Cancellare tutte le incertezze e le ambiguità.
La Chiesa è seriamente determinata.
Diversamente dal passato.
Costruire una nuova cultura dell’accoglienza e della prevenzione.
Significa rispetto e ascolto di tutti e di ciascuno.
La CEI è su questa strada.
Fugare ogni indifferenza e qualsiasi sospetto di una battaglia di retroguardia come avveniva in passato.
Si apre un futuro nuovo di fiducia e di credibilità.
La nuova struttura organizzativa impone un delicatissimo fronte destinato alla formazione.
Servono persone motivate e convinte degli importanti scopi da raggiungere.
Affidabilità e trasparenza.
Porte aperte per l’ascolto e per favorire l’accoglienza.
La professionalità dei volontari, tutti in grado di informare e spiegare le procedure con il preciso scopo di segnalare qualsiasi forma di abuso.
Accompagnare e indicare la giusta via. La più opportuna per l’assistenza spirituale, medica e anche legale.
È questo il primo prezioso passo. Un orientamento decisivo, aprendo eventualmente il percorso, se si intravede la possibilità, di un deciso orientamento psicoterapeutico. Lungi dal sostituirsi all’autorità giudiziaria, l’unica competente per raccogliere le denunce.
Chiara Griffini, una psicoterapeuta con esperienza decennale, coordinatrice del progetto Safe (termine inglese che significa “sicuro”), che mira alla tutela dei minori e delle persone vulnerabili. È proprio lei a chiarire che questo progetto, co-finanziato dall’Unione Europea, “è rivolto ad organizzazioni religiose italiane, affinché integrino la politica di tutela dei minori come primo strumento di prevenzione nei confronti di ogni forma di abuso. Nella fattispecie l’abuso sessuale”.

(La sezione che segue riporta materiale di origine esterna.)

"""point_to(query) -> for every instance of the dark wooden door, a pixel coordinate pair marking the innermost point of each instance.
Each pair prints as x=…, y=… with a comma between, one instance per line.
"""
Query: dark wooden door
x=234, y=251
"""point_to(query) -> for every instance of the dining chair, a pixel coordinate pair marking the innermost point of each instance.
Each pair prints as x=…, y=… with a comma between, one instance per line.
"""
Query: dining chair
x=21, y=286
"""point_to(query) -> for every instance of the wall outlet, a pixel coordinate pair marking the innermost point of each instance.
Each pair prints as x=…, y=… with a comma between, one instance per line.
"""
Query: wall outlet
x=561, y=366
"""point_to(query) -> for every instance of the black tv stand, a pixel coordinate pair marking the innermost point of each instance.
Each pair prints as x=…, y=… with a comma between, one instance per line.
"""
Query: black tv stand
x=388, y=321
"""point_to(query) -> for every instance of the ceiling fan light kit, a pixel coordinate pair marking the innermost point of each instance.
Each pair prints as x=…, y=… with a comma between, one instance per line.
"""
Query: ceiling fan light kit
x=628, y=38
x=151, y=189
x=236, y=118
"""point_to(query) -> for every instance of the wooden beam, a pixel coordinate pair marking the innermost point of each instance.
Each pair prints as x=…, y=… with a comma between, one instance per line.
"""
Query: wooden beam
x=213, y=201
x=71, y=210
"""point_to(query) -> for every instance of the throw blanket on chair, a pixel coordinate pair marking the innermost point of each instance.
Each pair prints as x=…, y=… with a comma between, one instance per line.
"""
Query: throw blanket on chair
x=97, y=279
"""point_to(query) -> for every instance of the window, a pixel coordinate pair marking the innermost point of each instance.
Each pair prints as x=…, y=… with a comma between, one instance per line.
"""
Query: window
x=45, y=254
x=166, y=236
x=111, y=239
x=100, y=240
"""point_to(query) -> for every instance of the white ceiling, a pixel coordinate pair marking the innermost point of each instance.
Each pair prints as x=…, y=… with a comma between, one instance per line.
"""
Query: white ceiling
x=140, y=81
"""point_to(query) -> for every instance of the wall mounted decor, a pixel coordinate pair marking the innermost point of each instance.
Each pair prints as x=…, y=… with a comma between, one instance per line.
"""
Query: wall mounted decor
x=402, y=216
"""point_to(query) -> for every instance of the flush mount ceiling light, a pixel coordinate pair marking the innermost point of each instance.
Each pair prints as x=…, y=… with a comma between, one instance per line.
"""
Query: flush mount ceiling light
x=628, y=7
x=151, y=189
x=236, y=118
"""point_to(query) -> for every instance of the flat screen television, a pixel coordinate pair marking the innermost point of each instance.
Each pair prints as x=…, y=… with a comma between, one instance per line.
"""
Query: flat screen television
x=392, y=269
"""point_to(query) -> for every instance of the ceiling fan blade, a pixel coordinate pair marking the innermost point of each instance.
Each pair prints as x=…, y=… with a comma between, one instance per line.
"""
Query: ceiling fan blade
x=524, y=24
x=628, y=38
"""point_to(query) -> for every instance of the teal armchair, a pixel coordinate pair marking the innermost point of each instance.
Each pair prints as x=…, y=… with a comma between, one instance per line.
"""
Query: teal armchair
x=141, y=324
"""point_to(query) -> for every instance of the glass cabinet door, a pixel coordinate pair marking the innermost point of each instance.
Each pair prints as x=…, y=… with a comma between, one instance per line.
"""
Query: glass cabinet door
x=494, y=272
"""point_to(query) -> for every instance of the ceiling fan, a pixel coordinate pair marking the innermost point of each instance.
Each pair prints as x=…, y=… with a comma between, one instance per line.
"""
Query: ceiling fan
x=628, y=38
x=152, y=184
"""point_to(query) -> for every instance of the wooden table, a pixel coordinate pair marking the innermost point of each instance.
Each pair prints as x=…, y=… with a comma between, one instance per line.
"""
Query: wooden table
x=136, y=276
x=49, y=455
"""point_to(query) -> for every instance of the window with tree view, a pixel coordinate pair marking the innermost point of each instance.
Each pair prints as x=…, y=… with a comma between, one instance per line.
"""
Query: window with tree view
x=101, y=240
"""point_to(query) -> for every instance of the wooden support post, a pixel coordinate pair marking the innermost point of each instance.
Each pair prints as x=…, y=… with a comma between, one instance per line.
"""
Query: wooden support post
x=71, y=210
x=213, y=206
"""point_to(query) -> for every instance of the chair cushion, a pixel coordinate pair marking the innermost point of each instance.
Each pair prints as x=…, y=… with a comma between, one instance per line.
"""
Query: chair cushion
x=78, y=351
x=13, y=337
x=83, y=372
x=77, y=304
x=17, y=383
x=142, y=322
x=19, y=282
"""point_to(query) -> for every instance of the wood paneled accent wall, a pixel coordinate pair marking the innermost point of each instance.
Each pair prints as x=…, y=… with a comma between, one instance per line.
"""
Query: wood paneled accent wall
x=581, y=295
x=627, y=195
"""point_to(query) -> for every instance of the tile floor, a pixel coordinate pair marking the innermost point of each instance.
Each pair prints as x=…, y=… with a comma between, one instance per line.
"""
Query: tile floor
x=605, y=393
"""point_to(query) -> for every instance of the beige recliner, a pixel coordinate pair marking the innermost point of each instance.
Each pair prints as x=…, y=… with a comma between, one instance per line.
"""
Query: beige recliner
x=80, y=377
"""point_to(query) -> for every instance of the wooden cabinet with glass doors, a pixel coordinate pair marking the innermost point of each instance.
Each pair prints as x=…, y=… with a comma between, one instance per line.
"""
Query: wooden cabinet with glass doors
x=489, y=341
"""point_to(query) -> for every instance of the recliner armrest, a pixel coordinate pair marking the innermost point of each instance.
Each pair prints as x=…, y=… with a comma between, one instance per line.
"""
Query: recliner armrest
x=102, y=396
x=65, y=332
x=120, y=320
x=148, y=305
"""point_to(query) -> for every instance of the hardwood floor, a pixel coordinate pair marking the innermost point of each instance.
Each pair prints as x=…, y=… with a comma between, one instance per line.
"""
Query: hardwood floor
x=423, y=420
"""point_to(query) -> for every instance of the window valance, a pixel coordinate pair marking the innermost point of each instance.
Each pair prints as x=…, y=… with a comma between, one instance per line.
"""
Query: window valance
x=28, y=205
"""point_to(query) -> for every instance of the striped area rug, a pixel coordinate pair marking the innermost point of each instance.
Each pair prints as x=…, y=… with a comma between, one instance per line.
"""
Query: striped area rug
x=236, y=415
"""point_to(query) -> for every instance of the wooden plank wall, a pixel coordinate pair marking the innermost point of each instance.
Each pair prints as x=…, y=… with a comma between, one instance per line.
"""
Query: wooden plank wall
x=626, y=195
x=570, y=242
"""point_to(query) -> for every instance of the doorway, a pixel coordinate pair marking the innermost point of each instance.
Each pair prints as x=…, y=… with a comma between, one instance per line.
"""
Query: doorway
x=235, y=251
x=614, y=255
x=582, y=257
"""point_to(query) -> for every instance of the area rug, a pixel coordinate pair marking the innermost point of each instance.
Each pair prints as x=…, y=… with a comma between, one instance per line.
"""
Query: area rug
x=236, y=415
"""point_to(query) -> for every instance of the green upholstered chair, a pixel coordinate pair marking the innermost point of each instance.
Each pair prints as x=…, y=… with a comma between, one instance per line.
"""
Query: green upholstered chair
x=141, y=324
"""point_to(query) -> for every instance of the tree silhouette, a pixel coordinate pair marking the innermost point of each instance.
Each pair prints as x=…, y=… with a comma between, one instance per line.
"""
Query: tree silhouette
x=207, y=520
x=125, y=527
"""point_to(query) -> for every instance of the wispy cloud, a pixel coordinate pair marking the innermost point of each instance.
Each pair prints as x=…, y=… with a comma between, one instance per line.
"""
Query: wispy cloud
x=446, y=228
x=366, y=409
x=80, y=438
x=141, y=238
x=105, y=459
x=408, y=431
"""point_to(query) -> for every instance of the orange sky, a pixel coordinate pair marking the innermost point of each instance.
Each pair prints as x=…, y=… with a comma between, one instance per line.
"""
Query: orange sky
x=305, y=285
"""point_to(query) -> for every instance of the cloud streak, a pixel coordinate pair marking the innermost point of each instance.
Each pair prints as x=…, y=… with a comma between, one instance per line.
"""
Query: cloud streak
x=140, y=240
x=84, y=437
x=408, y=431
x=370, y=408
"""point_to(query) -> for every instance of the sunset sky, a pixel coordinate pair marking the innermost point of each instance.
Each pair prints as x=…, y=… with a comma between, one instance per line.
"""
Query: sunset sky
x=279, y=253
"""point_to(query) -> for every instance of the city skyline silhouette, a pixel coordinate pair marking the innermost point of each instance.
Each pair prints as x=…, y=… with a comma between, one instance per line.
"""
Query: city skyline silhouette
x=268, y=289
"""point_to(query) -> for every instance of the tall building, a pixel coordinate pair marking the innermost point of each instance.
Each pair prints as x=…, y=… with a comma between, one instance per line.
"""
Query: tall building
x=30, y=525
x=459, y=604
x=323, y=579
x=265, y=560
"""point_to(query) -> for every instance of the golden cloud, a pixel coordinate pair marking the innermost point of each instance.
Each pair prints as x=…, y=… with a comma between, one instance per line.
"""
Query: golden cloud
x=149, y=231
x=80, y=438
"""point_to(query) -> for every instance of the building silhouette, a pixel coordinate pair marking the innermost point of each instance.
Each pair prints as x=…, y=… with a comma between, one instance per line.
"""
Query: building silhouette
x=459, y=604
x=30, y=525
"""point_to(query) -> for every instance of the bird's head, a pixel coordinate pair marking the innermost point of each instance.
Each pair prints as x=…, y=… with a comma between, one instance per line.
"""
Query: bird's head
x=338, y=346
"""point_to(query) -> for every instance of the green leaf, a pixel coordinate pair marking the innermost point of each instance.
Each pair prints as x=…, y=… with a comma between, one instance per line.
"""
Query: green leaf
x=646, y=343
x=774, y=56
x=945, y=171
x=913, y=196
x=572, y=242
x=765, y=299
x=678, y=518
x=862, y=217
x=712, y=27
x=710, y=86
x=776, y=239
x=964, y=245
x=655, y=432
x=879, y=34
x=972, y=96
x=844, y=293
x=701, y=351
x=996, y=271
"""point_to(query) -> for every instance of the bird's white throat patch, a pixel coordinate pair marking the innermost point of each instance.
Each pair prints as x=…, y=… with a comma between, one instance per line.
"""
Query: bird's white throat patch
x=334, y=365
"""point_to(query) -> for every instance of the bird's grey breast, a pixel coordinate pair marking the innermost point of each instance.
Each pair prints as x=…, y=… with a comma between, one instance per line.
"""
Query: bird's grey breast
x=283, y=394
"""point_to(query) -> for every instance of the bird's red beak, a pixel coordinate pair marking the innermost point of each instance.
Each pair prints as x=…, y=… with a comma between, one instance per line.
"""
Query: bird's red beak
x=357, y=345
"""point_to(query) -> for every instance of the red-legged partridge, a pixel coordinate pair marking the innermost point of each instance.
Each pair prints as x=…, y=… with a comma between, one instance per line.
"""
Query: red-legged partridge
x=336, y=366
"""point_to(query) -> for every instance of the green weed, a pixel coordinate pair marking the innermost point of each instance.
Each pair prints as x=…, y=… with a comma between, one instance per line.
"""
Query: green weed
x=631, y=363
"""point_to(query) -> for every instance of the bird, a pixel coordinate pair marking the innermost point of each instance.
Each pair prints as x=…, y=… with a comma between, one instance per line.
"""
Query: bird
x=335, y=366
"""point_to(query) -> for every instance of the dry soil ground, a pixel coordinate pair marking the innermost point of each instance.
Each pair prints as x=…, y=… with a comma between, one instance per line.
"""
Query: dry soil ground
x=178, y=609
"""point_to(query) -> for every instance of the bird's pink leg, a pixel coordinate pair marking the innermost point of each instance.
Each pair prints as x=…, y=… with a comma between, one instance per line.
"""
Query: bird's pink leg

Inoltre, “intende offrire agli associati di tali organizzazioni un percorso formativo che consenta loro di riconoscere, segnalare e prevenire un abuso nelle relazioni e negli ambienti di attività educativa e di accoglienza nei confronti di minori di età e di persone vulnerabili. Educare e introdurre in ambienti sicuri, per promuovere una cultura della prevenzione tramite la formazione di ambienti e relazioni interpersonali rispettose, affidabili e responsabili, finalizzati alla protezione sociale, finanche alla ricreazione nello sport e nel tempo libero”.
Tra il 2019 e il 2021, nonostante il lockdown, grazie a questo progetto, 1.200 operatori sono già stati preparati.
«L’obiettivo?», continua la Griffini, «Costruire una nuova sensibilità preventiva con la formazione di relazioni generative, capaci di restituire un’immagine buona di comunità. La mentalità generativa è quella che sa accogliere, accompagnare e lasciare andare. Così si promuove la vita. La mentalità abusante irretisce, trattiene, confonde e offende la vita».
Ma chi sono i milleduecento operatori specializzati a tutela delle persone vulnerabili e dei minori?
Risponde la stessa Griffini: «Genitori, allenatori, dirigenti, sportivi, educatori parrocchiali, insegnanti. Tutte persone che hanno accettato di migliorare le proprie competenze o perché già coinvolte a vario titolo nelle attività promosse dalle associazioni che sostengono il progetto o perché raggiunte dalla rete».